First, she’s a proactive girl character. Like, say what you want about it, in a lot of these stories, there’s a paucity of characters who are willing to actually do something to get what they want. It may be a plan that involves carrying an axe, but it’s still a plan. The yanderes are the characters who demonstrate some of that willingness to do things that their stories are so often lacking. They make their own plans and they react to problems on their own. I like that.
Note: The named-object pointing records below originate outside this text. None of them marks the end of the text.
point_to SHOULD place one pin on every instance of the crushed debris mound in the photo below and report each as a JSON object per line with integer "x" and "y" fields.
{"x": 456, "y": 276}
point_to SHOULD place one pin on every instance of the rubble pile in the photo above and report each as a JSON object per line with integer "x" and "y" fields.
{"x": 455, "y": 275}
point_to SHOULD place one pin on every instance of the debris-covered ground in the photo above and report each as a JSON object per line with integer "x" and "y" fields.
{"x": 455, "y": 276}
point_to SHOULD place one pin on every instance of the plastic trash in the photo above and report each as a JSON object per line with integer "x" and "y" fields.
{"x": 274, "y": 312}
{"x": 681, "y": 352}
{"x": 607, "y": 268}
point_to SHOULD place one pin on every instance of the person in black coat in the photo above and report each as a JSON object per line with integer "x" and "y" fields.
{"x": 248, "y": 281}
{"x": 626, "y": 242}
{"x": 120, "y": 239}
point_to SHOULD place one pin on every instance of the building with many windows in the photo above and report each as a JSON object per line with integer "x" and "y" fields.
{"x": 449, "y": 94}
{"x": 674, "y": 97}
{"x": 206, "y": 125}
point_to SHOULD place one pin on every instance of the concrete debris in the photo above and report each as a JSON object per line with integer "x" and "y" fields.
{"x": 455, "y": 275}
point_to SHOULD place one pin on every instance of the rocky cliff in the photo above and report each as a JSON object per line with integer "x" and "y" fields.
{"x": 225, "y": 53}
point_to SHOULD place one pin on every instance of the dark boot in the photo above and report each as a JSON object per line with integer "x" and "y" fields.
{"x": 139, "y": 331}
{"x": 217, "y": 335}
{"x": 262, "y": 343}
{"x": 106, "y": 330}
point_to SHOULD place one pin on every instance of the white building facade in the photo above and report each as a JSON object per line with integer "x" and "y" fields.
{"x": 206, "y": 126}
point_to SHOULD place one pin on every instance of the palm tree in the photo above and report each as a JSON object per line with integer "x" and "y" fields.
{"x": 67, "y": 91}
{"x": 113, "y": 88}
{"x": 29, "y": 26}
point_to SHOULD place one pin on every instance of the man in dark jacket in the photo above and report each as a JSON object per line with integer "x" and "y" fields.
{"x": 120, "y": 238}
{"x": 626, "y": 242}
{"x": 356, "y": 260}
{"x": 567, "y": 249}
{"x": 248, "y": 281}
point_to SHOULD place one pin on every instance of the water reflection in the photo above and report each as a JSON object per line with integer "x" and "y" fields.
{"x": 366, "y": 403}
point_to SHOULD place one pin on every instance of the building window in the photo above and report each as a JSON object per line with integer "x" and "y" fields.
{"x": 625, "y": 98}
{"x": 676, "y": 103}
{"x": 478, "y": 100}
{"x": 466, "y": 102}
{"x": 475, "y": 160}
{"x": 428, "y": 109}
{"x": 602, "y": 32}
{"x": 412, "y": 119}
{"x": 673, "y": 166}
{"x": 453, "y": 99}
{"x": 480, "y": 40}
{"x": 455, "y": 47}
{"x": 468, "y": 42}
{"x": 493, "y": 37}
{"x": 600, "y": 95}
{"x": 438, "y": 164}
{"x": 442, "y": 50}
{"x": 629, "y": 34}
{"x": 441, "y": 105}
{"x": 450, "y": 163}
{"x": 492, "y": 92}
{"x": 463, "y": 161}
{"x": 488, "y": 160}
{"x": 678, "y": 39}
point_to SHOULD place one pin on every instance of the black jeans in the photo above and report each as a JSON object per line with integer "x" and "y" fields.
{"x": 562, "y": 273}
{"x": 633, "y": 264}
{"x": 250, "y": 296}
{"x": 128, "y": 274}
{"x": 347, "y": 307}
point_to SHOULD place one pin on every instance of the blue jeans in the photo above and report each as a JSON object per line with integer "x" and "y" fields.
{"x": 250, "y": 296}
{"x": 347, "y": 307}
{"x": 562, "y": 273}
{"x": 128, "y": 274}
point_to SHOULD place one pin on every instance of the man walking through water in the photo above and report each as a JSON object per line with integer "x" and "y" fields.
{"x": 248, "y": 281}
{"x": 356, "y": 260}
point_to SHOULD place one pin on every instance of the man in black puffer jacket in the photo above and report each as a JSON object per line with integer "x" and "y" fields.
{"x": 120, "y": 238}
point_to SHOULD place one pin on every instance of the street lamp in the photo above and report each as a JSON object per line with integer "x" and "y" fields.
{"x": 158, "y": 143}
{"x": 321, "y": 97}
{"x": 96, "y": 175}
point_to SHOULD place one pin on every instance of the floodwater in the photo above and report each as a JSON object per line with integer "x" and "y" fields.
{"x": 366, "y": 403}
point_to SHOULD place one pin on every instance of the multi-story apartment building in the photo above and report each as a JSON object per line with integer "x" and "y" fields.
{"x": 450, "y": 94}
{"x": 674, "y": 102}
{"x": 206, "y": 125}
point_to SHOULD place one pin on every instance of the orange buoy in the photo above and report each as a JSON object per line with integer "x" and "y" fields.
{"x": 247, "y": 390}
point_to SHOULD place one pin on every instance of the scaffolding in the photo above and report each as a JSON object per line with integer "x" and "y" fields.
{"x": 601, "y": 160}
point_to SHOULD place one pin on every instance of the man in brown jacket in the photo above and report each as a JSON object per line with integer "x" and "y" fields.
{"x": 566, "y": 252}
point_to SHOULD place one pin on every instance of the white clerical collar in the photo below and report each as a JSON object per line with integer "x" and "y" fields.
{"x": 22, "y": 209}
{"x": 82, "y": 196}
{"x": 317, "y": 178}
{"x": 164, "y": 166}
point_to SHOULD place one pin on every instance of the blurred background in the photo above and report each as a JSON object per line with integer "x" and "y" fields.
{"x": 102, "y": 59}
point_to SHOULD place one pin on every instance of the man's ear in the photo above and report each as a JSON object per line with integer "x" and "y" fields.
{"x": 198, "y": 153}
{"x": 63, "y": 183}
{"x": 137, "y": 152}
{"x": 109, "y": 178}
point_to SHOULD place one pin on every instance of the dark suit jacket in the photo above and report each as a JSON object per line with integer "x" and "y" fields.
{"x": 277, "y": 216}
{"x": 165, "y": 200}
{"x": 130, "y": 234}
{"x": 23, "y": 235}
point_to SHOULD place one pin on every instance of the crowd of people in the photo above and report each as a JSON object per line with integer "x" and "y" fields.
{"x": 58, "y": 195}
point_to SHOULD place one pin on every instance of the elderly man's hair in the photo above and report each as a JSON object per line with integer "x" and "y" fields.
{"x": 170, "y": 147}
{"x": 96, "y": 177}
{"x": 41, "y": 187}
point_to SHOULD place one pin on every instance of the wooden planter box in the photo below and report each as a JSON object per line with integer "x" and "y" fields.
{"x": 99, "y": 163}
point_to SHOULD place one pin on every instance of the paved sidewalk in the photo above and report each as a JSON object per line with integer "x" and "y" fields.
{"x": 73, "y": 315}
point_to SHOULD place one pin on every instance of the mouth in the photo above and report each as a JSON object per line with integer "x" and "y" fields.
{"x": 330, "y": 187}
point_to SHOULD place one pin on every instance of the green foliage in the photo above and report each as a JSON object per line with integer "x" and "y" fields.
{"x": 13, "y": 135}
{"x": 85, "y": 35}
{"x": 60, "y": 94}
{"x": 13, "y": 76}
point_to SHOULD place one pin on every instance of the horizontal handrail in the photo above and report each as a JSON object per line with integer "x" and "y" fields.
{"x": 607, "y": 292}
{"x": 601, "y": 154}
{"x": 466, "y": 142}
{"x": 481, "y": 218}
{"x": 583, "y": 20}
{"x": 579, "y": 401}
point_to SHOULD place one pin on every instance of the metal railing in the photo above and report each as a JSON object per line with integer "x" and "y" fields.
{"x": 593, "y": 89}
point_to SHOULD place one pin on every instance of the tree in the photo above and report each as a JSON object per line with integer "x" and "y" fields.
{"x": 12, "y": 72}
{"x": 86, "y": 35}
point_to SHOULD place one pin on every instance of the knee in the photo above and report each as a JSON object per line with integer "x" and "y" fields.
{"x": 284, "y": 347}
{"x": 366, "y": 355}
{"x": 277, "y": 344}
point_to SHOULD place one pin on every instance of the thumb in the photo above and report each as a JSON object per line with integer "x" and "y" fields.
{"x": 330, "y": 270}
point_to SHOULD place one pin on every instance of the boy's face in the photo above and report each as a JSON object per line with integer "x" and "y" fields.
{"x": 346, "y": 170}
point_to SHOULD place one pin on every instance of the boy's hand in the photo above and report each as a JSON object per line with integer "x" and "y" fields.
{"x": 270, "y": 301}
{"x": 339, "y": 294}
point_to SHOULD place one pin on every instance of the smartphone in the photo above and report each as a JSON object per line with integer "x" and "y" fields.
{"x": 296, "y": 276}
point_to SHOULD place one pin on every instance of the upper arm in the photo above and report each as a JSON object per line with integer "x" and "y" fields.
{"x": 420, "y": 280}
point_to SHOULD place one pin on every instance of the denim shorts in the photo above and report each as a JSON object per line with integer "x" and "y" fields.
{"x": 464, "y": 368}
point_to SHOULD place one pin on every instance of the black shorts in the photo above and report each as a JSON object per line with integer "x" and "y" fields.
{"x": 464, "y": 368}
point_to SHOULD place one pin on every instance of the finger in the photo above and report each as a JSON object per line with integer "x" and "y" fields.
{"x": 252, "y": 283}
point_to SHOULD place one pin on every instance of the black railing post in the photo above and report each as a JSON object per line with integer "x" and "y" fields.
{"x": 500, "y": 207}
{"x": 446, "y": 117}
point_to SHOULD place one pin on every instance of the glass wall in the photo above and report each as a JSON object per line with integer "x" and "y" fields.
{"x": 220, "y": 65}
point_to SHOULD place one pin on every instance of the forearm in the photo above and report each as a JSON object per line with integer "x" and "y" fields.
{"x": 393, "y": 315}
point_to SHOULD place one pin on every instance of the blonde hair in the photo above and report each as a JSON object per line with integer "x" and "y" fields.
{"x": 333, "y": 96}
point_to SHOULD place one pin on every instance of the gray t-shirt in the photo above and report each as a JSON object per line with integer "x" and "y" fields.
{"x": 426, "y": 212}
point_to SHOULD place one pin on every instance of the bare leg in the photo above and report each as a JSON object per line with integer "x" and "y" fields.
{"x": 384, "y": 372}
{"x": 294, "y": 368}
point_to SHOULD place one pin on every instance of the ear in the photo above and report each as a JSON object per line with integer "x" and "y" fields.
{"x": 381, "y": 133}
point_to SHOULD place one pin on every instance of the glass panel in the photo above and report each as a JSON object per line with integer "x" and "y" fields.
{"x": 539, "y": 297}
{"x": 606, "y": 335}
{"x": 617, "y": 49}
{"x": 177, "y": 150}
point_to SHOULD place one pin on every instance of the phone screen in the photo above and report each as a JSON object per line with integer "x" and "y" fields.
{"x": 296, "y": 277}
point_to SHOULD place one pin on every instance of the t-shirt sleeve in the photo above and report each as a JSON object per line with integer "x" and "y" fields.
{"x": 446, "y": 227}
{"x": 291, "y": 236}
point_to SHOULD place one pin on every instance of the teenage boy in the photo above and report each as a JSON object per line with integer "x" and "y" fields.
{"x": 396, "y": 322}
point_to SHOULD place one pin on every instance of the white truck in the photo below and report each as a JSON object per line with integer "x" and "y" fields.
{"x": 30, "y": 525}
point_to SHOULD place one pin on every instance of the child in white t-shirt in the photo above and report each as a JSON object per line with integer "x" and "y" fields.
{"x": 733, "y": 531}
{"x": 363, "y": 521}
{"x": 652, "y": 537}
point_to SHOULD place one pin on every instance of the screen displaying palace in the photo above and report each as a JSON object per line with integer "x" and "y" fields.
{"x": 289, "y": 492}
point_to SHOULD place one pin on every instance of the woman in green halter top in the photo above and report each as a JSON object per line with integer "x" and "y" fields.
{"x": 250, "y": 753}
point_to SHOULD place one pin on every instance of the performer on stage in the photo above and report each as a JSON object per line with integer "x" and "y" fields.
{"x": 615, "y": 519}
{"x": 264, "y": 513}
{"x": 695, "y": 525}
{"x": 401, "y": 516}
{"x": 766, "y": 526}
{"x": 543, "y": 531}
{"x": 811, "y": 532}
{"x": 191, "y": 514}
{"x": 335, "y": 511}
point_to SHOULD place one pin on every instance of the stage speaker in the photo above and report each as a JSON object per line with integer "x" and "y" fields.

Second, in a lot of these stories, she’s got it under control. There’s violence in all of us in this violent world, and in most of the yandere characters I like, the violence in them is something that they, broadly speaking, have under control. There are lots of different ways a violence inside you can come out – it’s indeed something that we often use as a signifier that something is wrong with someone, that they hurt things they don’t need to hurt, that they’re cruel unnecessarily. Yanderes, typically, have that violence under control and it only comes out when they’re dealing with their subject and threats to them.

Third, and this is the one that keeps coming through to me, Yanderes aren’t treated as monsters. They’re treated as a romantic archetype – as someone you can love, as someone you have reason to love, as someone who is lovable despite the way she’s dangerous. Despite the way her mind works differently, despite the problems she has handling her emotions and her boundaries, she’s treated as an archetype, as a person who can be present in the story, who has a place.

And like… I can get that. I have friends who have that story, who have that problem and they’re keeping it under control. They don’t have the real life problem of grabbing an axe, but they know that in the hyperreality of anime, the reactions ring true to what they can grasp they’d want to do.

(And don’t have to)

(Because they have it under control)

The Yandere is for some folks, a kind of character that says hey, the things that you’re afraid of about yourself aren’t things that stop you from being lovable. You’re not unlovable. You’re here, in these stories, and you’re someone people will cheer for and love and laugh about and want.

Do some Yanderes do terrible things in stories? Sure! I am generally, for example, not in favour of say, murdering your love interest’s sister because he misled you about what gender his cousin was! That’s not cool! But that’s the actions of one character, and there are thousands of yanderes across many series. Sometimes, they’re the friend who reaches for the knife because everyone else is too shocked to act. Sometimes they’re the sudden and remarkable show of terrifying strength from a character you’d never have expected to be capable of it.

I’ve talked a bit about the idea of the worst fan, and like, look: You’re always going to have, for any given piece of media, someone who interprets any idea, with the best of intentions and most explicit of executions, in a way that’s bad and serves existing ideas they have that are odious.

The question then becomes not ‘what does this media work do, in general, in the society as it is released’ like you can inoculate people from bad interpretations, as if every word chosen is an unambiguous program you code into the brains of strangers. Rather, instead, you should be wondering ‘who can benefit from this?’ and ‘What ideas can this be used to explore?’

The yandere is an exaggerated archetype for storytelling purposes that can also be used to give people a metaphor for dealing with something in themselves, and in their own lives, and how they, too, can belong in the story. I think that’s something worth holding on to.